A Operação Salina que acontece no Centro de Lançamento de Alcântara (CLA) é realizada pelo Instituto de Aeronáutica e Espaço (IAE) vinculado ao Departamento de Ciência e Tecnologia Aeroespacial (DCTA). A missão prevê o transporte, a preparação e a integração mecânica de um “mock-up” estrutural inerte do VLS-1 – estrutura real do veículo sem combustível a bordo – e ensaios e simulações para verificação da integração física, elétrica e lógica da torre e dos meios de solo do CLA associados à preparação para voo do VLS-1. Além do IAE e CLA, participam da Operação Salina com o apoio logístico e de pessoal o COMAR I, II FAE, V FAE, IPEV e IFI.
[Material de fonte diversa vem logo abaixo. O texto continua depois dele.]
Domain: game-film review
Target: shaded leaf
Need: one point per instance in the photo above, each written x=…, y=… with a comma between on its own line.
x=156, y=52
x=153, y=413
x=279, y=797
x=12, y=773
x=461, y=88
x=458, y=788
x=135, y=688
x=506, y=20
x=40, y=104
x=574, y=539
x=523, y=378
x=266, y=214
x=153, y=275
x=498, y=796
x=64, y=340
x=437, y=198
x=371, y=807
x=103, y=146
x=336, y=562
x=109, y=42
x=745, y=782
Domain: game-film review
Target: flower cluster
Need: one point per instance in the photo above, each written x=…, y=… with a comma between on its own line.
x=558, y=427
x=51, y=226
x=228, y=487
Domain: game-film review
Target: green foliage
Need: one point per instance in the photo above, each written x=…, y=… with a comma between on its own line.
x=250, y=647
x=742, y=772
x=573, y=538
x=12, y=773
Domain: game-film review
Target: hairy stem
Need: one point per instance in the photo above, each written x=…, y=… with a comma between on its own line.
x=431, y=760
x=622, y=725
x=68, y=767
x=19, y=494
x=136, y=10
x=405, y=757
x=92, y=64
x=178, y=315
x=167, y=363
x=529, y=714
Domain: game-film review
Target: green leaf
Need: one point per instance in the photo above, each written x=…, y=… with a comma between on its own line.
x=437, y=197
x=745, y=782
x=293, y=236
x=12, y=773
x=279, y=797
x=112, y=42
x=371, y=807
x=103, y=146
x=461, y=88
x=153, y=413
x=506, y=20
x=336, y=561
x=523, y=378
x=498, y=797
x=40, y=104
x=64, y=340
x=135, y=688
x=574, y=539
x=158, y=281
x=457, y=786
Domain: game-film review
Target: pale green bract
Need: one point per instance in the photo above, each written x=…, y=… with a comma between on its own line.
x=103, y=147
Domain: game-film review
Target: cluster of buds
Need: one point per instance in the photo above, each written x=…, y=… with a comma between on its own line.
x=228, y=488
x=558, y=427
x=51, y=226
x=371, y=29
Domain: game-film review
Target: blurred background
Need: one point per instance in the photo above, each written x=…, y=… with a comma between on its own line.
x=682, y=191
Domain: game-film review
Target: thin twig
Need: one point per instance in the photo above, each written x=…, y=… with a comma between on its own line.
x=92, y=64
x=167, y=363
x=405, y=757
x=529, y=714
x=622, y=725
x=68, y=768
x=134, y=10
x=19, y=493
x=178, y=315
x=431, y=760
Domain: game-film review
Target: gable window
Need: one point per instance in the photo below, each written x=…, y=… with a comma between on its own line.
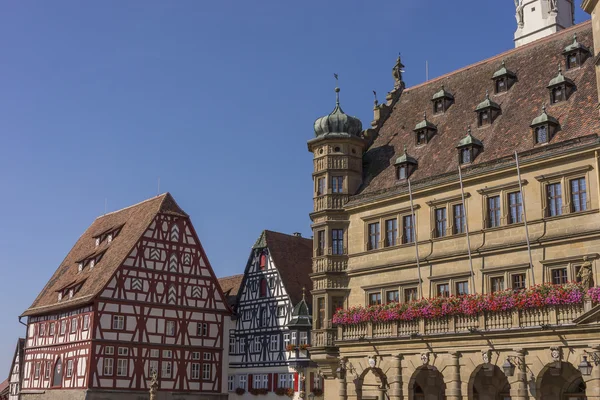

Uma equipe de integração vinda do Instituto de Aeronáutica e Espaço (IAE) realizará os primeiros testes funcionais do veículo na nova torre a partir de medições e análises física, lógica e mecânica. Nessa nova configuração do VLS-1, a operação possibilitará medir e posicionar todos os novos conectores do veículo integrando-os à torre.

Ontem, uma equipe de técnicos franceses realizou a instalação de um sistema de segurança na torre de fuga localizada ao lado da nova TMI. Por meio do sistema, é possível que diante de alguma situação de perigo evadir com maior segurança do local. O moderno sistema funciona por meio de “meias” que permitem o deslocamento até a parte subterrânea da torre num mecanismo que reduz a velocidade da queda até o subsolo. Na próxima segunda-feira, será realizada simulação de acidente nas imediações da nova TMI com o atendimento inicial e remoção das vítimas eventuais até o helicóptero de resgate.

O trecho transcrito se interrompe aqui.